Build a distributed, end-to-end secure Apache Spark big data analytics application based on BigDL PPML on TDX instances - Elastic Compute Service

This topic describes how to use BigDL Privacy Preserving Machine Learning (BigDL PPML) to run a distributed, end-to-end secure Apache Spark big data analytics application on Intel^®TDX enabled g8i instances.

Background information

An increasing number of enterprises are migrating their data and computing resources to the cloud. Protecting data privacy and confidentiality is critical for big data analytics and machine learning, and becomes a shared challenge to data scientists and cloud service providers.

BigDL PPML can be used to run standard big data and AI applications (such as Apache Spark, Apache Flink, Tensorflow, and PyTorch) on Alibaba Cloud TDX instances while protecting data that is in transit and in use and assuring application integrity. For more information, see BigDL-PPML.

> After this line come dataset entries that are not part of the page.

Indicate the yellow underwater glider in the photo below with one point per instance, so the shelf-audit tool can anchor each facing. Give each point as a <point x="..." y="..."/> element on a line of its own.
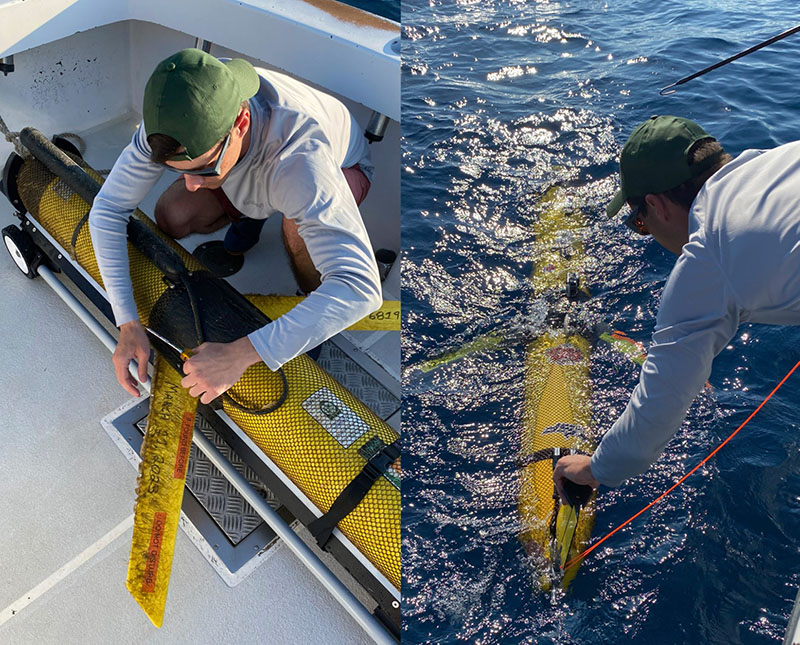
<point x="556" y="414"/>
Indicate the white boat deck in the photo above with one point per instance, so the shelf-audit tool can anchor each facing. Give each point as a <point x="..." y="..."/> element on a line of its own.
<point x="66" y="490"/>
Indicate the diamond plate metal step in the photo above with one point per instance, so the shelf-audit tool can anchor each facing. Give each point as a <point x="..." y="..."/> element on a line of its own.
<point x="223" y="526"/>
<point x="359" y="374"/>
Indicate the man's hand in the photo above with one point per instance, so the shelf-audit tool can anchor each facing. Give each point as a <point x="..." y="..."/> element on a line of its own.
<point x="575" y="468"/>
<point x="215" y="367"/>
<point x="132" y="345"/>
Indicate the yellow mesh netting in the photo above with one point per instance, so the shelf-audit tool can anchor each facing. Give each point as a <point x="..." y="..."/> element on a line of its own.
<point x="314" y="437"/>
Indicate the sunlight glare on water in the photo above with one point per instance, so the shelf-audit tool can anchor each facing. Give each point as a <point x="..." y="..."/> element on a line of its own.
<point x="502" y="100"/>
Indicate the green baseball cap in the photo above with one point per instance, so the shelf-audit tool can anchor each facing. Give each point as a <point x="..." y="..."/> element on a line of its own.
<point x="655" y="158"/>
<point x="194" y="98"/>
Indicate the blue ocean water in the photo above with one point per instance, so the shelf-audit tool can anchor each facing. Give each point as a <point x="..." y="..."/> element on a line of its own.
<point x="386" y="8"/>
<point x="502" y="99"/>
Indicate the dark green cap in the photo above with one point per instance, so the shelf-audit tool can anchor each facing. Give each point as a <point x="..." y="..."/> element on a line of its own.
<point x="655" y="158"/>
<point x="194" y="98"/>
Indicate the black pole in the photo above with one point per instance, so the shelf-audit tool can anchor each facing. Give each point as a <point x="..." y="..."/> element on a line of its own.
<point x="664" y="91"/>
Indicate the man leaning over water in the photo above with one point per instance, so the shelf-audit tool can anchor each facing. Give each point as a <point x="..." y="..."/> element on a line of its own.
<point x="735" y="225"/>
<point x="279" y="147"/>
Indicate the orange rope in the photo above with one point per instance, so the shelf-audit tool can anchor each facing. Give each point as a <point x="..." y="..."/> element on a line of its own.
<point x="682" y="479"/>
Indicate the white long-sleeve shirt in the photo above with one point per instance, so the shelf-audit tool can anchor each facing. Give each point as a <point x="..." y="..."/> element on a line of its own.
<point x="741" y="264"/>
<point x="300" y="139"/>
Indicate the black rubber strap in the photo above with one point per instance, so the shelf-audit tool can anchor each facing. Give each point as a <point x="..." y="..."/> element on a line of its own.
<point x="542" y="455"/>
<point x="353" y="493"/>
<point x="73" y="252"/>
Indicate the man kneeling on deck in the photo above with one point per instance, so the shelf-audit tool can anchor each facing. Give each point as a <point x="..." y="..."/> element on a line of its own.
<point x="278" y="146"/>
<point x="735" y="225"/>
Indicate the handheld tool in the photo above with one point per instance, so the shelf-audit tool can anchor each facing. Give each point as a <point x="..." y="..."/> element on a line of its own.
<point x="185" y="354"/>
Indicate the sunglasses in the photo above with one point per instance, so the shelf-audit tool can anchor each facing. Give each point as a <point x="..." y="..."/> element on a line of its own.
<point x="207" y="172"/>
<point x="634" y="221"/>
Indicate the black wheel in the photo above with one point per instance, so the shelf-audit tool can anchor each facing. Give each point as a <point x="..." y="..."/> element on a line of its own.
<point x="9" y="183"/>
<point x="67" y="146"/>
<point x="23" y="251"/>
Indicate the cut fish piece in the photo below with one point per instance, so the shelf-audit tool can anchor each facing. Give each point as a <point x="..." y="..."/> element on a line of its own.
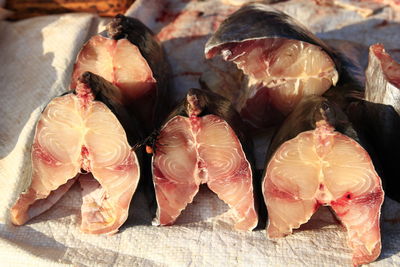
<point x="74" y="134"/>
<point x="382" y="78"/>
<point x="335" y="170"/>
<point x="198" y="149"/>
<point x="379" y="125"/>
<point x="128" y="56"/>
<point x="278" y="55"/>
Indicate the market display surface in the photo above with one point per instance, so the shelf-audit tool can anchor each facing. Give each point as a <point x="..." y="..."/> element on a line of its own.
<point x="315" y="138"/>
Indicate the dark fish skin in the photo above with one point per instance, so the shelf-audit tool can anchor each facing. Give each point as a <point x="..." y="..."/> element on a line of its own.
<point x="140" y="35"/>
<point x="378" y="130"/>
<point x="354" y="60"/>
<point x="304" y="117"/>
<point x="212" y="103"/>
<point x="378" y="88"/>
<point x="110" y="95"/>
<point x="379" y="126"/>
<point x="258" y="21"/>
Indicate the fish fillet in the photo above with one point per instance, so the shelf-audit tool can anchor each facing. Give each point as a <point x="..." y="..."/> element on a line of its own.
<point x="195" y="150"/>
<point x="75" y="134"/>
<point x="335" y="171"/>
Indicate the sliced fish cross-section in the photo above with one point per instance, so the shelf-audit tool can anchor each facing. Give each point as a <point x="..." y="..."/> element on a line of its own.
<point x="76" y="134"/>
<point x="335" y="171"/>
<point x="129" y="56"/>
<point x="283" y="61"/>
<point x="201" y="149"/>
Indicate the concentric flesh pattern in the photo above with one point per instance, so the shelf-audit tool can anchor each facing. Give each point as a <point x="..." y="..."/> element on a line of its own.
<point x="286" y="69"/>
<point x="121" y="63"/>
<point x="382" y="78"/>
<point x="324" y="167"/>
<point x="77" y="134"/>
<point x="196" y="150"/>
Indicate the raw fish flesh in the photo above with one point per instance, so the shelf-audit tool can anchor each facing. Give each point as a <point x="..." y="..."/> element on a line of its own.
<point x="201" y="142"/>
<point x="129" y="56"/>
<point x="316" y="159"/>
<point x="84" y="131"/>
<point x="382" y="78"/>
<point x="283" y="61"/>
<point x="379" y="126"/>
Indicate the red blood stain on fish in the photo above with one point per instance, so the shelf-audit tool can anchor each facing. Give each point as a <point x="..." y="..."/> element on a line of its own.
<point x="382" y="24"/>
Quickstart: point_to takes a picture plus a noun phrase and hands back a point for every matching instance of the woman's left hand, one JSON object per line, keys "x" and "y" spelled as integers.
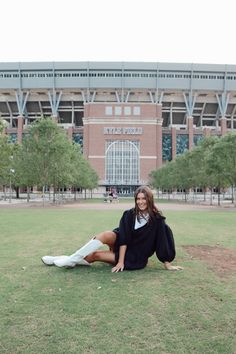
{"x": 118, "y": 268}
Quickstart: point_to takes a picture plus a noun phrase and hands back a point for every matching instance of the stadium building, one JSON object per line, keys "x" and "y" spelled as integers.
{"x": 129, "y": 117}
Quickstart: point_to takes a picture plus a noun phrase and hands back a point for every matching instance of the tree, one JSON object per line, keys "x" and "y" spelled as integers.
{"x": 44, "y": 158}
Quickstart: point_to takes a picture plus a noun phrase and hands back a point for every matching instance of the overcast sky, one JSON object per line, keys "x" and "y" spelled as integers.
{"x": 187, "y": 31}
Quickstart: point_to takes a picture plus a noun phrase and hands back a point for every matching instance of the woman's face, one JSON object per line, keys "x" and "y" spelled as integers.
{"x": 141, "y": 202}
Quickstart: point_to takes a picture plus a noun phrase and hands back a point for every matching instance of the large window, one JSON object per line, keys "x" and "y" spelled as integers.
{"x": 122, "y": 162}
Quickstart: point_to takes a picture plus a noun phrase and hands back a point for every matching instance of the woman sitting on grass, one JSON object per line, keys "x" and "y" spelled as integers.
{"x": 141, "y": 232}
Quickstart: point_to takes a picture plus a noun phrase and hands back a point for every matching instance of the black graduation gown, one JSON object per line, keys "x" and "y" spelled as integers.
{"x": 143, "y": 242}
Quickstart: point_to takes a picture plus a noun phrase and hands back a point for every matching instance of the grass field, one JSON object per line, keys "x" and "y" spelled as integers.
{"x": 91, "y": 310}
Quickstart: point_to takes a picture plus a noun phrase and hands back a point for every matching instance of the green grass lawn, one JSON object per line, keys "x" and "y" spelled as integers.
{"x": 91, "y": 310}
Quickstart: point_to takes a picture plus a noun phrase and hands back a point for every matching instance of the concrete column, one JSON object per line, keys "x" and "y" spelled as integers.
{"x": 20, "y": 124}
{"x": 159, "y": 142}
{"x": 173, "y": 142}
{"x": 223, "y": 125}
{"x": 86, "y": 138}
{"x": 190, "y": 132}
{"x": 206, "y": 132}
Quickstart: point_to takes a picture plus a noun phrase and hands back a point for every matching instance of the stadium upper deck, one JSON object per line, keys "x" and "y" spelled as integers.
{"x": 204, "y": 91}
{"x": 129, "y": 117}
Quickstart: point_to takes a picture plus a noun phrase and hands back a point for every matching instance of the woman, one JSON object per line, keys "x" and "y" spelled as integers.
{"x": 141, "y": 232}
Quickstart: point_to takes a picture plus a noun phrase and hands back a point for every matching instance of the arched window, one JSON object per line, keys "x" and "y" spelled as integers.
{"x": 122, "y": 162}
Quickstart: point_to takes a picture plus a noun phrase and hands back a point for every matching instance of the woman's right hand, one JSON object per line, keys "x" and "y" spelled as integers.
{"x": 118, "y": 268}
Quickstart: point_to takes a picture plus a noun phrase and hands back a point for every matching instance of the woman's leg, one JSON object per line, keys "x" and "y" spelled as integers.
{"x": 106, "y": 237}
{"x": 101, "y": 256}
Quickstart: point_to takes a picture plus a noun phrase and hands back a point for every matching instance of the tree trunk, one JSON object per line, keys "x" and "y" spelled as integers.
{"x": 28, "y": 194}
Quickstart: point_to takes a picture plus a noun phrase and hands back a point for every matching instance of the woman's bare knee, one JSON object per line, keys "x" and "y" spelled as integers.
{"x": 107, "y": 237}
{"x": 101, "y": 256}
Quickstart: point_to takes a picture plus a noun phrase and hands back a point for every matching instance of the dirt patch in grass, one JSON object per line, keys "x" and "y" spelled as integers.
{"x": 221, "y": 260}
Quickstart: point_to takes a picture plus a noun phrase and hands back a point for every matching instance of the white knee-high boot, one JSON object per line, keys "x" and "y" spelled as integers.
{"x": 78, "y": 257}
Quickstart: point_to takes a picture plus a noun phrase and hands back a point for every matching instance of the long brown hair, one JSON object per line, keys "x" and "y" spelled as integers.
{"x": 151, "y": 207}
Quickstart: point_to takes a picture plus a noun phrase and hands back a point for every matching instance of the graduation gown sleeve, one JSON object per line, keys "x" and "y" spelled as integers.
{"x": 165, "y": 245}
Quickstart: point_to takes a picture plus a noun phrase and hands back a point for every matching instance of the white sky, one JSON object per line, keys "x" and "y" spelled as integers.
{"x": 187, "y": 31}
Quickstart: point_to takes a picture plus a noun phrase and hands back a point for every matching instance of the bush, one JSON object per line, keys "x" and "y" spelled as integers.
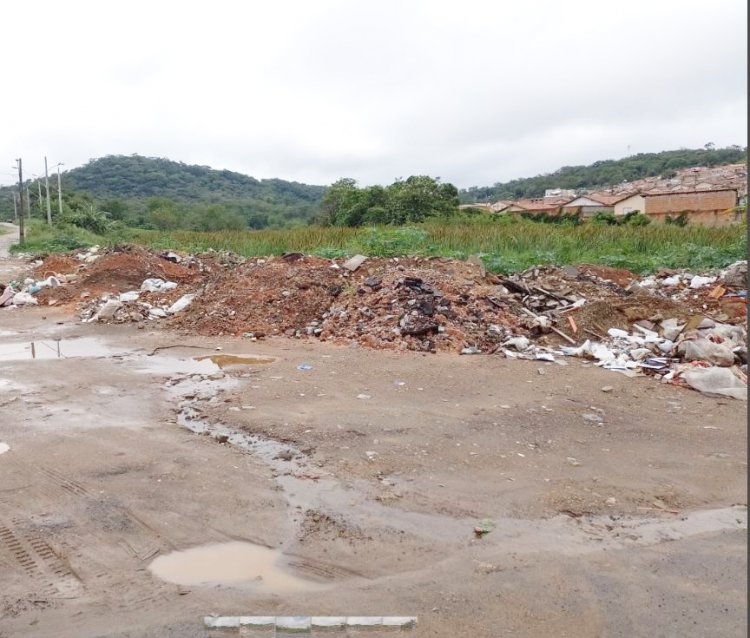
{"x": 681, "y": 220}
{"x": 87, "y": 217}
{"x": 605, "y": 219}
{"x": 635, "y": 218}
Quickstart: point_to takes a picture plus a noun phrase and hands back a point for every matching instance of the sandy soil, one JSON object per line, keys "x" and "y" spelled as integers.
{"x": 368, "y": 472}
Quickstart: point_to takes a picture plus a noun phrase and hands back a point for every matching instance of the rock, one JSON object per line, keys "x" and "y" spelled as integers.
{"x": 180, "y": 305}
{"x": 736, "y": 275}
{"x": 24, "y": 299}
{"x": 705, "y": 350}
{"x": 107, "y": 311}
{"x": 671, "y": 329}
{"x": 720, "y": 381}
{"x": 699, "y": 282}
{"x": 519, "y": 343}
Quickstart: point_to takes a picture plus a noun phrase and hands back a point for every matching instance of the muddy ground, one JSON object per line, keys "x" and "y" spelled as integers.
{"x": 368, "y": 473}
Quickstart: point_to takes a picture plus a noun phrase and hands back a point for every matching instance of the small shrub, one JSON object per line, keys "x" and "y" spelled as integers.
{"x": 604, "y": 219}
{"x": 87, "y": 217}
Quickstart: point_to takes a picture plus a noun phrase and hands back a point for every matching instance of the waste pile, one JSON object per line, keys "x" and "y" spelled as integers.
{"x": 682, "y": 327}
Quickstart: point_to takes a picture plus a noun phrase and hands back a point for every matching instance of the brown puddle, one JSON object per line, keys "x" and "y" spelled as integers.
{"x": 230, "y": 564}
{"x": 53, "y": 349}
{"x": 227, "y": 360}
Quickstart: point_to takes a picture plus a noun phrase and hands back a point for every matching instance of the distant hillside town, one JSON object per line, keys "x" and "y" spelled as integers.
{"x": 712, "y": 196}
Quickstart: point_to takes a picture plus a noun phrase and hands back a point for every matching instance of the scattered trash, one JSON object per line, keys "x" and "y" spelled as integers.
{"x": 649, "y": 326}
{"x": 24, "y": 299}
{"x": 180, "y": 305}
{"x": 716, "y": 381}
{"x": 354, "y": 263}
{"x": 107, "y": 311}
{"x": 157, "y": 285}
{"x": 485, "y": 526}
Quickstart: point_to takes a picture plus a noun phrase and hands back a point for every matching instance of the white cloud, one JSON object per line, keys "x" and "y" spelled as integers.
{"x": 473, "y": 91}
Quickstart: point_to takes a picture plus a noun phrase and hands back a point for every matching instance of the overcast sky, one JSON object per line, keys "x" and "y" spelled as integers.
{"x": 474, "y": 92}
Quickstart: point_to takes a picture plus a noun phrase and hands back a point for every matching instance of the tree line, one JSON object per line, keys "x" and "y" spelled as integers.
{"x": 414, "y": 199}
{"x": 606, "y": 173}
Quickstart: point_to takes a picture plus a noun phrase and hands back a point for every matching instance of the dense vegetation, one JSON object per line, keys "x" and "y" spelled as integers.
{"x": 506, "y": 244}
{"x": 412, "y": 200}
{"x": 606, "y": 172}
{"x": 161, "y": 194}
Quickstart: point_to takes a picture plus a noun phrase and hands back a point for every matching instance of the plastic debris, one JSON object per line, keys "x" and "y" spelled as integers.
{"x": 699, "y": 282}
{"x": 157, "y": 285}
{"x": 485, "y": 526}
{"x": 355, "y": 262}
{"x": 24, "y": 299}
{"x": 107, "y": 311}
{"x": 129, "y": 296}
{"x": 180, "y": 305}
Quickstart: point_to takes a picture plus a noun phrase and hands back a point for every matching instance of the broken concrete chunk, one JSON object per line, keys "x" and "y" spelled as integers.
{"x": 736, "y": 275}
{"x": 24, "y": 299}
{"x": 671, "y": 329}
{"x": 180, "y": 305}
{"x": 107, "y": 311}
{"x": 705, "y": 350}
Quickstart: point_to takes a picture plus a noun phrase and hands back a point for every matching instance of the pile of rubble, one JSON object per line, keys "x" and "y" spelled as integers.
{"x": 684, "y": 328}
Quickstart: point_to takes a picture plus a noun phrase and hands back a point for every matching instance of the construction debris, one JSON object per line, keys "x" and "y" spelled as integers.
{"x": 654, "y": 326}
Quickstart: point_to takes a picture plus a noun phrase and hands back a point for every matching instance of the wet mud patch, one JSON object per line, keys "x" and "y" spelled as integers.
{"x": 234, "y": 563}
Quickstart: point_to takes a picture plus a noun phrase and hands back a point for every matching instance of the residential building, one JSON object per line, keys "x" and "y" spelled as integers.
{"x": 706, "y": 208}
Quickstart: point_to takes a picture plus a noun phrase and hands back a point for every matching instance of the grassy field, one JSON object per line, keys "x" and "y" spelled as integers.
{"x": 504, "y": 245}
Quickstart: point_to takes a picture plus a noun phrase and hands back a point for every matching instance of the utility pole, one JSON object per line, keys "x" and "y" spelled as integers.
{"x": 21, "y": 232}
{"x": 59, "y": 190}
{"x": 46, "y": 186}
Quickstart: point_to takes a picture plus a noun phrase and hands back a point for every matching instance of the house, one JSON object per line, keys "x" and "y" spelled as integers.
{"x": 500, "y": 206}
{"x": 706, "y": 208}
{"x": 568, "y": 193}
{"x": 632, "y": 203}
{"x": 536, "y": 206}
{"x": 487, "y": 208}
{"x": 588, "y": 205}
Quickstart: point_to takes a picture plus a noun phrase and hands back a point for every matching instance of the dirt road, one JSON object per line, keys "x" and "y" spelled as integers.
{"x": 617, "y": 513}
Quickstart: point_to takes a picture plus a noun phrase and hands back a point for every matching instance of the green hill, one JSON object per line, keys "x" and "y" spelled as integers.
{"x": 604, "y": 173}
{"x": 160, "y": 193}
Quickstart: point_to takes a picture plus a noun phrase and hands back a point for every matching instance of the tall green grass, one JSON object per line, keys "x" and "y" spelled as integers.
{"x": 505, "y": 246}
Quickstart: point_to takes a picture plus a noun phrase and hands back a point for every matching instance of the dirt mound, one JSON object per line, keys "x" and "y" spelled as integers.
{"x": 620, "y": 276}
{"x": 264, "y": 297}
{"x": 57, "y": 265}
{"x": 126, "y": 268}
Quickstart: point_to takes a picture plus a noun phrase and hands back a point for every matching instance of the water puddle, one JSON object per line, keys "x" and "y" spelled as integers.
{"x": 229, "y": 360}
{"x": 54, "y": 349}
{"x": 230, "y": 564}
{"x": 206, "y": 364}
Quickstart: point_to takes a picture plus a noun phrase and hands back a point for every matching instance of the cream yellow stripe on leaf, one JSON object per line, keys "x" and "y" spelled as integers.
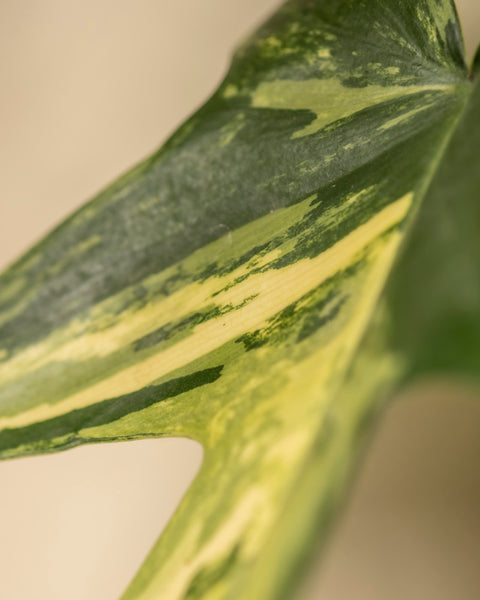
{"x": 328, "y": 99}
{"x": 276, "y": 289}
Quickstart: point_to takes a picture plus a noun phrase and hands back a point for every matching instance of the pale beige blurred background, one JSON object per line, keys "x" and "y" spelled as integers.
{"x": 87, "y": 89}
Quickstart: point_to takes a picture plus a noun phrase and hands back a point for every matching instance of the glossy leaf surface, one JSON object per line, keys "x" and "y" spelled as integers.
{"x": 303, "y": 246}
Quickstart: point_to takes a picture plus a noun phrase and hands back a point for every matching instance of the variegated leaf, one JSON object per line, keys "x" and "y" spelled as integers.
{"x": 306, "y": 243}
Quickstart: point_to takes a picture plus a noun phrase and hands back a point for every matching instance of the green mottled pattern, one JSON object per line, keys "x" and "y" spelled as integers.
{"x": 234, "y": 288}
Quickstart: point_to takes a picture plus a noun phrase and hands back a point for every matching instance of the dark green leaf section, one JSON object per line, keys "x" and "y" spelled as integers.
{"x": 434, "y": 300}
{"x": 65, "y": 430}
{"x": 299, "y": 249}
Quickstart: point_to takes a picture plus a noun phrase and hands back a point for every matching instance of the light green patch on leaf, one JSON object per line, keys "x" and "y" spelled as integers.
{"x": 301, "y": 248}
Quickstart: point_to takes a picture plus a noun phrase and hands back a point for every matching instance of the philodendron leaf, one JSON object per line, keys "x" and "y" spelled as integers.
{"x": 306, "y": 244}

Intel^® Trusted Domain Extension (Intel^® TDX) provides hardware-assisted security to protect data. It is independent of firmware and the security status of hosts and can build a confidential computing environment on physical machines.
Alibaba Cloud g8i instances are Intel^® TDX enabled instances (hereinafter referred to as TDX instances) that provide TDX confidential computing capabilities and create a safer, trusted, confidential environment with hardware-enforced protection. TDX instances mitigate risks that are associated with malware attacks and achieve high levels of data privacy and application integrity.
BigDL PPML is a solution that is developed based on Intel^® TDX to secure data analysis and AI applications.

Architecture

By using BigDL PPML, you can run existing distributed big data analytics and AI applications, such as Apache Spark, Apache Flink, Tensorflow, and PyTorch, in a confidential environment with no code changes. Big data analytics and AI applications run on Kubernetes clusters that are based on TDX instances, where compute and memory are protected by Intel® TDX. BigDL PPML enables the following end-to-end security mechanisms for distributed applications at the underlying layer:

A security mechanism that provides and attests a trusted cluster environment in a Kubernetes cluster that is based on TDX instances.
Key management service (KMS): manages keys and uses the keys to encrypt and decrypt distributed data.
Secure, distributed computing and communication.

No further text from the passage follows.